転生
日本海は広い。そんな海を見ていると果てしなく広い海に吸い込まれていきそうになる。心が海と一体になって嫌なことは忘れられるような気がする。それでも今日ばかりは心のもやもやが消えることはなかった。
「糞上司め! 俺は絶対悪くない!!!!」
海に向かって叫ぶ。俺、酒井恭太は社会人三年目のサラリーマンである。正社員ではあるが、昨今の不況のあおりを受け、低賃金での長時間労働を強いられている上、上司との折り合いが悪くうっぷんが溜まっていた。ちなみに今は深夜零時を回ろうとしているため、周囲に人気はない。
「こんな糞職場やめてやるうううううううううう!」
叫びはしたものの、給料は安く貯金もないので実際に辞めるのは難しい。俺はそのうっぷんを夜の海に向かって叫ぶことで晴らそうとしていた。
「サビ残を他人に強要するなあああああああああ!」
「仕事を増やすなら給料も増やせえええええええ!」
「あと現場の人員も増やしてくれえええええええ!」
俺の叫びは次々としんとした海に吸い込まれていく。こんなに叫んでも、数秒後には声は消滅して反響一つない。

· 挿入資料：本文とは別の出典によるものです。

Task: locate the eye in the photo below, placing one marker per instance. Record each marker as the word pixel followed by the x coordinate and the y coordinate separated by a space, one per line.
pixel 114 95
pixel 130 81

「あーあ、叫んだら疲れた。いや、来た時からすでに疲れてたけど」
何せ一時間ほど前まで残業を強いられて帰りにこの場所に寄ったのである。俺の疲れはピークに達していた。
「ふあああ……やべ、このまま運転したら事故るかも……」
俺は砂浜に尻をついて目を閉じた。ざらざらとした砂の感触がズボン越しに伝わってくる。数分だけ仮眠をとれば眠気もとれるだろう。しかし俺の意識は深い眠りに消えた。
***
「聞こえますか酒井恭太さん」
不意に俺の前に謎の女性が現れて俺は目を覚ます。いや、女性というよりは妖精に近い存在かもしれない。ファンタジーの踊り子みたいな恰好をしていて全身が光り輝いている。グラマラスな体形の上に煽情的な恰好をしているのに全く嫌らしさを感じないのは非人間的存在だからかもしれない。これは目を覚ましたのではなく夢を見ているのでは?
「誰だ?」
「私は新潟近海の精霊です」
「……偉く局所的な精霊だな」
せめて日本海の精霊とかであって欲しかった。何だ新潟近海の精霊って。富山近海とか石川近海とかにもいるのかよ。が、俺の疑問をよそにこいつは話を進めていく。
「残念ながらあなたは新潟市の某砂浜で熟睡中、突発的な地震で起こった津波に巻き込まれて溺死しました」
「えええ!?」
俺は驚くが、言われると途端に口の中の海水のしょっぱい味、息が出来なかった苦しさなどがよみがえってくる。何だそのしょうもない死に方は。でも、ということはここは死後の世界か何かなのだろうか。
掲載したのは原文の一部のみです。